Una settimana dopo. Lui, latitante, è a bordo di un pick up bianco quando a Portomaggiore viene fermato da due guardie ecologiche. Anzi, una guardia ecologica, Marco Ravaglia e un volontario, Valerio Verri. I due stanno eseguendo dei controlli anti bracconaggio e si imbattono in quell’uomo, la cui foto era stata inviata in più chat WhatsApp. E il controllo finisce nel peggiore dei modi: uccide Valerio Verri, colpisce – credendolo morto – Marco Ravaglia. Poi prende uno zaino, un borsone dal rimorchio del pick up bianco e scompare nella bassa bolognese. Due omicidi in otto giorni. Scatta una caccia all’uomo senza precedenti. L’Arma dei carabinieri arruola gli uomini e i reparti migliori. Cani molecolari, squadre preparate per lavorare in condizioni estreme, arrivano i Cacciatori di Calabria, gli uomini del Gis. La caserma di Molinella diventa per diversi mesi il quartiere generale. Arriva il ministro dell’Interno Marco Minniti. Il cerchio sembra chiudersi, ma Igor riesce a fuggire. Ancora. Fino al 15 dicembre.
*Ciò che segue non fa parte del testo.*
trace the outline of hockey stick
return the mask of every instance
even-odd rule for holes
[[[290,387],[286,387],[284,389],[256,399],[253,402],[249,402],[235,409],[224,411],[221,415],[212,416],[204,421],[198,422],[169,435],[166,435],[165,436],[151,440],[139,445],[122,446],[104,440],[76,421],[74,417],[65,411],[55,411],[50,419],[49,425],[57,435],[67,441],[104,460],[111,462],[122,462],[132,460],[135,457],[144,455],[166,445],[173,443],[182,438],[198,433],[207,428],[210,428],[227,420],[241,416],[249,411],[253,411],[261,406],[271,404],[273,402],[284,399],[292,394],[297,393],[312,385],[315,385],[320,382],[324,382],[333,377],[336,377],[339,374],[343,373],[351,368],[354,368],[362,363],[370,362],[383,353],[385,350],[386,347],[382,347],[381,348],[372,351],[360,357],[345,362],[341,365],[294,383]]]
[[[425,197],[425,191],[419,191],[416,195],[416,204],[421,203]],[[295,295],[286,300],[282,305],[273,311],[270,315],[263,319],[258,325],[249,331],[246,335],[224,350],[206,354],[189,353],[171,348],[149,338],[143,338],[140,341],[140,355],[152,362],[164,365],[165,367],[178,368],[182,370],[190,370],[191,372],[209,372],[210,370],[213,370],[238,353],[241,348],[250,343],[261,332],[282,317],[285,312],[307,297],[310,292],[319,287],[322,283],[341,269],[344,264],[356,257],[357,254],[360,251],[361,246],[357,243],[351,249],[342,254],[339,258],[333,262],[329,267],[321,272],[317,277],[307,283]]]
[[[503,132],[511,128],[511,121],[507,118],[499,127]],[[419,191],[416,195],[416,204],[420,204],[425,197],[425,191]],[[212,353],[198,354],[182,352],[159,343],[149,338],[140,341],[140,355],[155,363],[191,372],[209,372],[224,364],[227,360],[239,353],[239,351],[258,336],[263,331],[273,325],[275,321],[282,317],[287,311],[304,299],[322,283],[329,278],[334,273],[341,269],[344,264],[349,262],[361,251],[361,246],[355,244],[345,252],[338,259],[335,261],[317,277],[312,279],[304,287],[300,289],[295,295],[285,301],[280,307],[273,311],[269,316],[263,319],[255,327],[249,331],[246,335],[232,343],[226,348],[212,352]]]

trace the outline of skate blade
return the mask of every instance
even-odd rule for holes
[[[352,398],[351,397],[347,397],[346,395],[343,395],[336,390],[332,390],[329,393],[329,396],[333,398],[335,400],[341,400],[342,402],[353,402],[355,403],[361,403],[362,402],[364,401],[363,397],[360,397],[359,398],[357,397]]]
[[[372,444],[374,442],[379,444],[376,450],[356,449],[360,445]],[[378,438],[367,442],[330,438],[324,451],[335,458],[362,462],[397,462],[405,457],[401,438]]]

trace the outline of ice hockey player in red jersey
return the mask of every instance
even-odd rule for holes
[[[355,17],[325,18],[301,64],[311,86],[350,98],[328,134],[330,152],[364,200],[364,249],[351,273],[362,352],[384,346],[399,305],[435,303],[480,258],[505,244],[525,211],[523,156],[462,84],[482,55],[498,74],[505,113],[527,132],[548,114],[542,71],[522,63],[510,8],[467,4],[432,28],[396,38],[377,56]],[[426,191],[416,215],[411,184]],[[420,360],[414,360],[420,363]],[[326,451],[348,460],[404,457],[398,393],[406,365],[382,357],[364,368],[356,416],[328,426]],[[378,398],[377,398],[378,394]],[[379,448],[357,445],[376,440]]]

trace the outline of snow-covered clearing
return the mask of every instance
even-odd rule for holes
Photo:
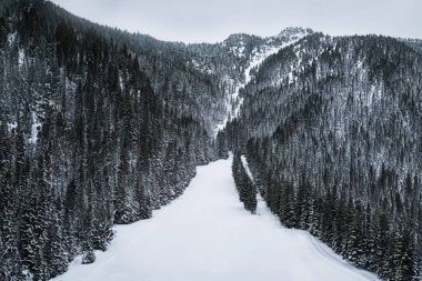
[[[262,199],[257,215],[239,201],[231,159],[198,168],[184,194],[153,218],[115,227],[93,264],[73,263],[56,281],[363,281],[305,231],[284,229]]]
Otto mesi dopo si macchia di altri tre omicidi. Questa volta in Spagna, uccide un agricoltore e due guardie civili. Durante la fuga fa un incidente, viene arrestato. Finalmente l’uomo che era diventato negativamente una leggenda per la bassa ha un volto. Ha però ucciso ancora. Viene arrestato, è nel carcere di Zuera in Spagna. Da lì, ieri ha ascoltato la sentenza. Non ha proferito una parola. Mentre alle udienze passate lo ha fatto, eccome: in modo sfacciato. Quasi sfidando lo Stato. Ancora una volta. “Ho sparato a Ravaglia perché aveva una pistola in mano. Poi ho sparato a Verri senza guardare se era armato perché per me era un poliziotto pure lui e dovevo ‘sdraiare’ tutti e due”. Queste sono state le sue uniche parole a fine novembre prima della sentenza di ieri. Non ha mai proferito parola sui complici che lo hanno aiutato ad arrivare in Spagna. Ha invece raccontato di esserci arrivato da solo e per un lungo tratto in bicicletta. Una storiella che naturalmente non ha mai convinto gli inquirenti.
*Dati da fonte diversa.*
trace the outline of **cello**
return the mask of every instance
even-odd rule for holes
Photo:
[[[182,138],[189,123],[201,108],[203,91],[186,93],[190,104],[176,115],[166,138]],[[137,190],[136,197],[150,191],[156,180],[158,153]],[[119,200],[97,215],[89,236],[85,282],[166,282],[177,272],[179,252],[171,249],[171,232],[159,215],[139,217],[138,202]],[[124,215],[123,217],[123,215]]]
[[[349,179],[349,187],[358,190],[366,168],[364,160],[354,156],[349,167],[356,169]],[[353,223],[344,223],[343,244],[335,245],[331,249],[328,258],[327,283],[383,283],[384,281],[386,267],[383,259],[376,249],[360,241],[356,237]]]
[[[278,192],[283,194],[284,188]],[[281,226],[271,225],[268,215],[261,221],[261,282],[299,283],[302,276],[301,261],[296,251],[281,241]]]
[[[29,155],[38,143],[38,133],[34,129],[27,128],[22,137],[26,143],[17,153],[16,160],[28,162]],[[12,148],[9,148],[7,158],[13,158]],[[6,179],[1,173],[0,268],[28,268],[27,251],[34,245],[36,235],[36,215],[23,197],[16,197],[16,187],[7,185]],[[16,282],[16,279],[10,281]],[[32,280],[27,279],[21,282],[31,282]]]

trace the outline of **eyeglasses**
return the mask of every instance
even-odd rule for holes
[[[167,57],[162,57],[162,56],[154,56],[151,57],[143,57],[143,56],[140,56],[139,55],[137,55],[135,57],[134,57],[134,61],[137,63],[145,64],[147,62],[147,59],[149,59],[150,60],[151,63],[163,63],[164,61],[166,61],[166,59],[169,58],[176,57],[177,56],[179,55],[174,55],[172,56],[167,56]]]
“Come ho già avuto occasione di dire, l’impegno che la magistratura e le forze dell’ordine hanno messo in campo in questa vicenda è la dimostrazione che lo Stato è presente e fa il massimo quando ci sono fatti di sangue che coinvolgono i cittadini. Un impegno di grandissimo livello, dunque, e il risultato fa venir meno le polemiche”, ha detto proprio il procuratore capo, Giuseppe Amato. E ancora: “Nessuna rete strutturata che ha favorito Norbert Feher, ma comportamenti estemporanei di qualcuno che può averlo aiutato”. Dunque la conferma che Feher è un personaggio con “nessuna organizzazione alle spalle”, ma con conoscenza del territorio e nessun legame fisso, caratteristiche che ne hanno agevolato la latitanza. Su questo è aperto un fascicolo specifico. “Abbiamo fatto accertamenti e siamo nella fase terminale”, ha detto Amato.
La difesa di Feher aveva richiesto il rito abbreviato e una perizia psichiatrica su ‘Igor il russo’, ma il Gup Alberto Ziroldi ha respinto la richiesta della difesa del serbo. Secondo il giudice non era necessaria, ai fini del processo, valutare la capacità di intendere e di volere di Igor. Ma la difesa non ci sta: “Farà appello e ci sarà una nuova richiesta per una perizia”, spiega il difensore Gianluca Belluomini.